When working on your code, make sure to leave comments so that your mentors can understand your thought process.

In [None]:
# Is each row of my dataset an individual data point, or is it representing an aggregation (average, sum, etc.) of a dataset.
	## Each row represents an aggregation of survey responses for a given geographic region


In [None]:
## Unique locations
## Are there regions mixed in with specific states in the data? -- YES

unique_vals = df[column_dict['location_desc']].unique()
unique_vals.sort()

print(unique_vals)


In [None]:
## Unique Age groups, Race/Ethnicity, Gender reported on for these two questions
# filtered_df = df[df['City'] == 'New York']
category = "Age Group"

filtered_to_cat = df[df[column_dict['strat_cat_1']] == category]

filtered_to_cat[column_dict['strat_1_value']].unique()



In [None]:
## Unique Race/Ethnicity, 

category = 'Race/Ethnicity'

filtered_to_cat = df[df[column_dict['strat_cat_2']] == category]

filtered_to_cat[column_dict['strat_2_value']].unique()

In [None]:
## Unique Gender reported on for these two questions
category = 'Gender'

filtered_to_cat = df[df[column_dict['strat_cat_2']] == category]

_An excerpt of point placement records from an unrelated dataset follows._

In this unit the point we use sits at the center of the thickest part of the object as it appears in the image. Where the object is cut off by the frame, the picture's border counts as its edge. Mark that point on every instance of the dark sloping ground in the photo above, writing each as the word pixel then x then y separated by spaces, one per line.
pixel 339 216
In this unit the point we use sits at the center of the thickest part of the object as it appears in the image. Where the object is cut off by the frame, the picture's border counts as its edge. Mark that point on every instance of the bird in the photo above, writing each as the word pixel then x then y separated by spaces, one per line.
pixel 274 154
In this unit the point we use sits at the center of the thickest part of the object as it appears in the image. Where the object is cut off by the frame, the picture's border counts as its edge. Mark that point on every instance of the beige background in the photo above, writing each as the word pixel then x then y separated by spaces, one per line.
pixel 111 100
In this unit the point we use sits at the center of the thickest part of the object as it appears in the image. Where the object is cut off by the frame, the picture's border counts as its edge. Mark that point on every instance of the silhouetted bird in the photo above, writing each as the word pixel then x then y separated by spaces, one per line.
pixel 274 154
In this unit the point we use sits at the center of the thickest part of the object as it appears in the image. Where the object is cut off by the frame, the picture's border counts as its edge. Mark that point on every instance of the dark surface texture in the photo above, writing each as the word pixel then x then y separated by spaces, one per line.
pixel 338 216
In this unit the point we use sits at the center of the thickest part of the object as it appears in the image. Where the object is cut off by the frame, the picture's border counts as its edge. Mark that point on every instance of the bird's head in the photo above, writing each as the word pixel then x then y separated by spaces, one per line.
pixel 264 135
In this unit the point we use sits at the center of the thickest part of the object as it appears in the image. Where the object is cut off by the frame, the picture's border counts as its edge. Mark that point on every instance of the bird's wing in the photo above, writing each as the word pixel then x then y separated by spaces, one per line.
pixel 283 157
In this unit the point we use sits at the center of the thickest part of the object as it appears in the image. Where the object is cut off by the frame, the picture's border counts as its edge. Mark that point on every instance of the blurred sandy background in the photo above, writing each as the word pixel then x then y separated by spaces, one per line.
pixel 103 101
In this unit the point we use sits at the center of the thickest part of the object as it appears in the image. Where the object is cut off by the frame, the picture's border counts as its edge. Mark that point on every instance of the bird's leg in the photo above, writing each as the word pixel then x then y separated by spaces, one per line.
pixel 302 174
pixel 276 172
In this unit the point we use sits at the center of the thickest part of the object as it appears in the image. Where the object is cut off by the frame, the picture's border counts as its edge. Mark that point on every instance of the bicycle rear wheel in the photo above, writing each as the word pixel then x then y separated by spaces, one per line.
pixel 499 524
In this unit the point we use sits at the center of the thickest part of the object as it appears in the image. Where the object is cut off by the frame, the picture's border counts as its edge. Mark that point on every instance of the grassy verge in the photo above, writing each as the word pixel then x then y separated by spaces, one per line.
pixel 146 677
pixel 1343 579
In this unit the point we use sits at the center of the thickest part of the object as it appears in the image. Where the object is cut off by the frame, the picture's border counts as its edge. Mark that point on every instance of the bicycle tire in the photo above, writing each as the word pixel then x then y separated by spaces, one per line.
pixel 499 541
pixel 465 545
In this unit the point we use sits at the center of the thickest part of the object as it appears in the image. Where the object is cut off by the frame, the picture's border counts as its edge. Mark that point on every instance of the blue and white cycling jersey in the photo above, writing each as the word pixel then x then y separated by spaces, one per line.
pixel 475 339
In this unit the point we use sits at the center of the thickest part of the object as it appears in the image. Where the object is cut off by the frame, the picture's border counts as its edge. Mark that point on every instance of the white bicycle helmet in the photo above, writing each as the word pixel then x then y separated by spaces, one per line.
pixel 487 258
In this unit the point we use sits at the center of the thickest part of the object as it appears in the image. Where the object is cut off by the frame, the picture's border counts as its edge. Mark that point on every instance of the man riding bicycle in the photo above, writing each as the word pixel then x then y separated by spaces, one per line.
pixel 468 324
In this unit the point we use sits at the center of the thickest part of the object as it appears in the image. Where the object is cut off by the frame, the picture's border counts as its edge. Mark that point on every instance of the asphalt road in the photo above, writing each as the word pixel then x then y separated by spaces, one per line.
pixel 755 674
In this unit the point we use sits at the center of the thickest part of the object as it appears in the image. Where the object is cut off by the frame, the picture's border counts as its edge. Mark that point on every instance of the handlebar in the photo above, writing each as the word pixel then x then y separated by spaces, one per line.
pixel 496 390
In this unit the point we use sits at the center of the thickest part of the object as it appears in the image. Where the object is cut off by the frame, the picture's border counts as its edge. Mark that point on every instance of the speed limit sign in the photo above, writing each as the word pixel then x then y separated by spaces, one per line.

filtered_to_cat[column_dict['strat_2_value']].unique()

In [28]:
## Number of 'No Data Available' rows in the dataset for these questions

row_val = "No Data Available"

count_no_data = df[df[column_dict['df_footnote']] == row_val][column_dict['df_footnote']].count()

In [43]:
## Number of rows with no data due to sample size warning
row_val = "Sample size of denominator and/or age group for age-standardization is less than 50 or relative standard error is more than 30%"

count_sample_warning = df[df[column_dict['df_footnote']] == row_val][column_dict['df_footnote']].count()


total_no_data = count_no_data + count_sample_warning
print(total_no_data)

num_total_records = df[column_dict['id']].count()
print(num_total_records)

percent_missing = round((total_no_data / num_total_records) * 100, 2)
print(percent_missing)

# Total rows with data
print(num_total_records - total_no_data)
# when I move on to cleaning data, going to filter these no data rows out of dataset

6095
16287
37.42
10192


In [40]:
# Value data types in dataset

df[column_dict['dv_type']].unique()

array(['Percentage'], dtype=object)

In [None]:
## <Important> Need to research what these High and Low confidence values mean

# A low confidence limit (often referred to as the lower bound) is the lowest value in this range, 
##  while a high confidence limit (or upper bound) is the highest value. 
## Together, these limits form a confidence interval, 
## which provides an estimate of uncertainty around the parameter.

In [51]:
## Unique Location values for rows with data and rows without data

row_val_1 = "No Data Available"
row_val_2 = "Sample size of denominator and/or age group for age-standardization is less than 50 or relative standard error is more than 30%"

exclude = [row_val_1, row_val_2]


filtered_df = df[~df[column_dict['df_footnote']].isin(exclude)]
# Locations with data
locations_with_data = filtered_df[column_dict['location_desc']].unique()

no_data_df = df[df[column_dict['df_footnote']].isin(exclude)]
locations_without_data = no_data_df[column_dict['location_desc']].unique()


print(len(locations_with_data))
print(len(locations_without_data))

# All unique locations seem to have rows with data and rows without data


59
59


In [None]:
## See how filled out dataset is for both questions. Does one have more data than the other? That'd be an important thing to note in final 
### Tableau report if so. 
## What are the number of complete responses for each question? Can I compare them, or is one question much more answered than the other?



## Visualize

Create any visualizations for your EDA here. Make note in the form of code comments of what your thought process is for your visualizations.

## Summarize Your Results

With your EDA complete, answer the following questions.

1. Was there anything surprising about your dataset? 
2. Do you have any concerns about your dataset? 
3. Is there anything you want to make note of for the next phase of your analysis, which is cleaning data?